Church websites have to deal with 2 types of church visitors. The churched and unchurched visitor. We are great with the churched visitor. We understand them. We can see where they might be unhappy, and they understand our church talk. The unchurched person is completely different. Here are X tips on how to change your site to be more unchurched visitor friendly:

  • Limit church words on your homepage. The church has a lot of really descriptive phrases. Churched people know what salvation, sanctification, and ministry mean. An unchurched person doesn't know these words. To them, it's like reading a foreign language. That means it's frustrating and a turn off. Don't use them.

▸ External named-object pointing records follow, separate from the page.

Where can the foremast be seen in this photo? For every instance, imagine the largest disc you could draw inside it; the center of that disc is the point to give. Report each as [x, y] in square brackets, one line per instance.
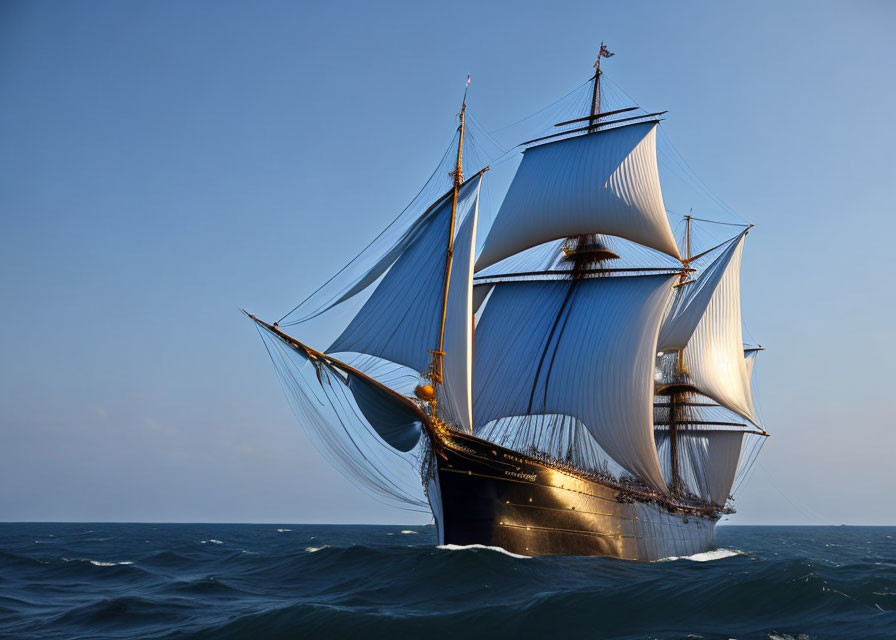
[435, 371]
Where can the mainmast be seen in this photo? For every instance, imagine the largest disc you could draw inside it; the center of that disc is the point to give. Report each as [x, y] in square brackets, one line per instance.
[590, 250]
[438, 354]
[677, 394]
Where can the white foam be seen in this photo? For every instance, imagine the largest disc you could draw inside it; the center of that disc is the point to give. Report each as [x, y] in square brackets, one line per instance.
[706, 556]
[464, 547]
[99, 563]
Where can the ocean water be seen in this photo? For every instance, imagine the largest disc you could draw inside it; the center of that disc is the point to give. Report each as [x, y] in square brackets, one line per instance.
[305, 581]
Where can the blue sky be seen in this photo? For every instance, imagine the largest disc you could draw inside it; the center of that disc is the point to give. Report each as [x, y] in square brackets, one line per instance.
[165, 163]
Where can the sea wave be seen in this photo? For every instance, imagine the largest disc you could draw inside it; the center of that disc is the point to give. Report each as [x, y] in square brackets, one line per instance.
[329, 581]
[706, 556]
[481, 547]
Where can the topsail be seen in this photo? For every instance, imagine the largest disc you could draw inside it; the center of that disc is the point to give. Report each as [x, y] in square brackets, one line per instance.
[604, 182]
[590, 394]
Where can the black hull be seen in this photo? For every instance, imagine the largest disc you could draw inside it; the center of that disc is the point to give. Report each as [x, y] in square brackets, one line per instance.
[484, 494]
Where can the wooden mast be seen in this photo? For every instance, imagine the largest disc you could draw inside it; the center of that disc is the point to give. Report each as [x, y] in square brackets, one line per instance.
[676, 406]
[589, 249]
[435, 369]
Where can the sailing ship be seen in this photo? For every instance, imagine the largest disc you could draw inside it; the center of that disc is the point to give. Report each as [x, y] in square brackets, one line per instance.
[548, 400]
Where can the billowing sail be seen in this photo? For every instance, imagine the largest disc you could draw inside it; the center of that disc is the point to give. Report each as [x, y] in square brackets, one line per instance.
[690, 301]
[721, 454]
[400, 321]
[708, 460]
[583, 348]
[457, 364]
[714, 356]
[604, 182]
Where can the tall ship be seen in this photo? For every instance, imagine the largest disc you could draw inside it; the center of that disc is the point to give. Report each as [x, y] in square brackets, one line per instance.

  • Assume you will have unchurched people visiting the site. Do you assume that someone who doesn't know about God will visit your site? If your church is doing outreach and people know those people are outreaching they will check out your site. Are you prepared for them? Do you know enough about their perspective to minister to them when they show up?
  • Show events other than services. Someone whose visiting may not want to come to your services but instead come to check you out in a different way. Show them some other options.
  • Have an unchurched person review your site. Find someone who isn't churched and have them review your site. I'm talking about someone who has never attended church, isn't a believer, and doesn't know what the church is about. Take their feedback seriously.
  • Have other information options on your site besides worship times and a faith statement. The church is about education, intelligent faith, and a supernatural God. Have something on your site that talks about this and what it means.

These are just a few suggestions. Do you have a suggestion you'd like to share? If so, please post it in the comments. This is a common task that we often do poorly. Any suggestions that help us focus in on our outreach mission are not just welcomed but greatly needed.